Screenshot of Wikidata Main
Page
2.4 Tools and services using Wikidata
Wikidata’s open data can be used and reused by anyone. A number of tools and services have been built on top of Wikidata’s database, demonstrating its value as a linked open data resource.
The Linked Open Data Cloud
Wikidata is part of a much larger ecosystem of linked open datasets. The Linked Open Data Cloud visualizes the connections between hundreds of open datasets on the web. Note that this visualization is updated regularly.
Scholia
Scholia is a tool built on top of Wikidata that visualizes scholarly profiles and research outputs. It has no own database but queries Wikidata directly, which means any addition to Wikidata is immediately reflected in Scholia. It is particularly useful for librarians working with research information.
Explore a Wikidata item and its Scholia profile
Part 1: Wikidata item
Go to the Wikidata page of Donna Haraway (Q253407), a feminist scholar and philosopher of science.
- What statements can you find?
- What identifiers are listed?
- What links to other Wiki projects do you see?
Part 2: Scholia profile
Now go to the Scholia profile of Alex Bateman (Q18921408), a bioinformatician with many publications in Wikidata.
- How many publications are listed per year?

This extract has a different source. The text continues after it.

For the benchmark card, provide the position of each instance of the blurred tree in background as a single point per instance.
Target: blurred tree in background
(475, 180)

- What topics does his research cover?
- Who are his most frequent co-authors?
- Can you find the academic tree and citation statistics?
InteractOA
InteractOA is another example of a web service built on top of Wikidata. It visualizes genomic RNA interaction networks based on data stored in Wikidata, linked directly to the open-access articles that describe the evidence for these interactions. It demonstrates that Wikidata can serve as a sustainable, open database for specialized scientific knowledge.
- Triples are the basic data structure of graph databases, and they are the conceptual structure of Wikidata statements.
- Wikidata items are denoted by a human-readable label and a short description, and a unique identifier that begins with a Q. These items are the subjects of linked Wikidata statements.
- Wikidata defines relationships between items, also known as triple predicates, with Wikidata properties.
- Wikidata statements can capture library information, such as relationships like creatorship, publication, aboutness, and more.
- Wikidata is part of a larger Linked Open Data ecosystem, and its data can be reused to build tools and services such as Scholia, InteractOA, and others.